Grants talk:Project/Intelligibility transcriptions

From Meta, a Wikimedia project coordination wiki

Microphone inputs on Wiktionaries[edit]

"We will put microphone inputs in the pronunciation sections in Wiktionaries."

I don't actually even understand what you intend to do with that. Would this be for collecting audio recordings? Neither of the linked tools do anything like that. (Incidentally, there is a local gadget on the English Wiktionary for adding audio recording tools to pronunciation sections.) Would it be for allowing readers to test their own pronunciation? While that might be a useful tool for some people, it's not really lexicographic content in the spirit of Wiktionary.

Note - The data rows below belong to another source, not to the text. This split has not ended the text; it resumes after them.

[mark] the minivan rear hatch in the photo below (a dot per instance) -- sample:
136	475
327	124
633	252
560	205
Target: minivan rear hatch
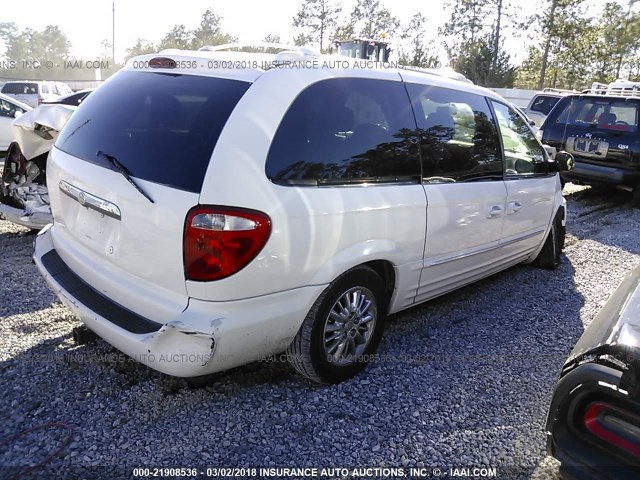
124	173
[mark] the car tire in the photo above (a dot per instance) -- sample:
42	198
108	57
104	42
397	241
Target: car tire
333	343
549	256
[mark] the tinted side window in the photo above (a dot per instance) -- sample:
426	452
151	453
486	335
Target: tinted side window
543	104
607	113
523	154
19	88
346	130
7	109
459	140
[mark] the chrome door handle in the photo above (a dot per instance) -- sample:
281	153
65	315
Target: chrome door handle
495	211
514	207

I suggest running the proposal by at least one Wiktionary community before saying that you "will" do something to the interface. Making such a change would require a full vote by a community that tends to be hesitant to make such changes without a lot of discussion and testing. --Yair rand (talk) 04:50, 13 March 2017 (UTC)[reply]

It would be for allowing readers to test their own pronunciation. Do you think dictionaries should not be capable of providing pronunciation assessment? It would also be for the most efficient form of remediation. How could that be made more in the spirit of Wiktionary? I agree with your suggested rewording and have made the corresponding edit. Thank you. James Salsman (talk) 07:49, 13 March 2017 (UTC)[reply]

Proposed email if the Foundation is not interested in funding this opportunity[edit]

Hi, I’m working on an interesting open-source project, and I thought you might like to help. I'm trying to produce free, interactive language pronunciation assessment and remediation software which may be able to improve students' pronunciation of words six times faster than commercially available products.

Millions of people worldwide want to improve their pronunciation in order to gain access to better jobs and succeed at more opportunities to speak in public, on teleconferences, or to groups. Unfortunately, companies which charge for this service often frustrate students by putting too much emphasis on inconsequential mistakes. So this year we are building on the open source software we have released in our past Google Summer of Code efforts to produce the most efficient, full-featured pronunciation training software, with your help.

We are trying to raise $25,000 from now until May (http://sphinxcapt.org) in order to pay for student transcriptions, which we will use to improve our software. Sharing this link on social media and spreading the word about our efforts will help too. Thank you so much for what you do in the open-source community. James Salsman (talk) 22:05, 13 March 2017 (UTC)[reply]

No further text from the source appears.